Juliana Blum, Ph.D., Co-Founder and Senior Director of Business Operations
Dr. Blum has spent the past several years in the field of biomedical engineering and currently serves as Senior Director of Business Operations at Humacyte. Blum oversees Humacyte's day to day operational activities and leads the company's key external collaborations. She is responsible for developing, executing, and managing the company's tissue supply chain. In this role, Blum combines her molecular biology expertise with tissue engineering to aid in improving the technologies surrounding Humacyte's vascular graft and therapeutic filler products. Blum received her doctorate in Molecular Biology from Loyola University in Chicago, with a focus in gene therapy and cardiovascular disease, and her B.S. degree from Carthage College in Wisconsin.

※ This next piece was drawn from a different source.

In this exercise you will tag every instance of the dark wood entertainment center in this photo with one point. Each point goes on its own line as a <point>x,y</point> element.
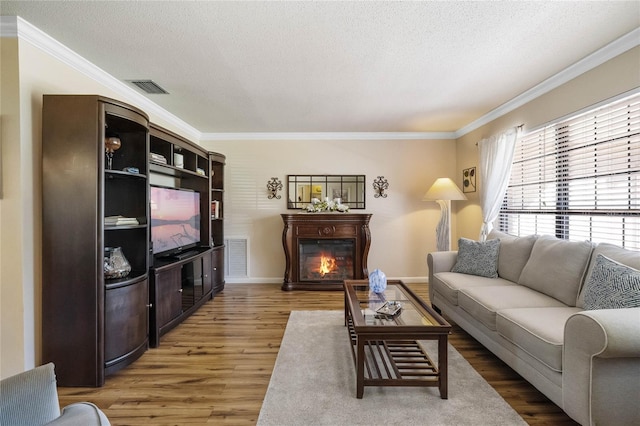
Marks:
<point>93,326</point>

Shannon Dahl, Ph.D., Co-Founder and Senior Director of Scientific Operations
Dr. Dahl has been working in the field of tissue engineering since 1998, and currently serves as Senior Director of Scientific Operations at Humacyte. Dahl has been instrumental in leading in vivo testing of Humacyte's tissue engineered vascular grafts, working closely with surgical collaborators as well as with the Food and Drug Administration (FDA) for design of pre-clinical studies. She has advanced manufacturing practices for production of tissue engineered products and defined relevant vitro tests for quality release of tissue engineered products. Dahl received her S.B. from the Massachusetts Institute of Technology, where she performed research in conjunction with Harvard Medical School. She received her Ph.D. from Duke University.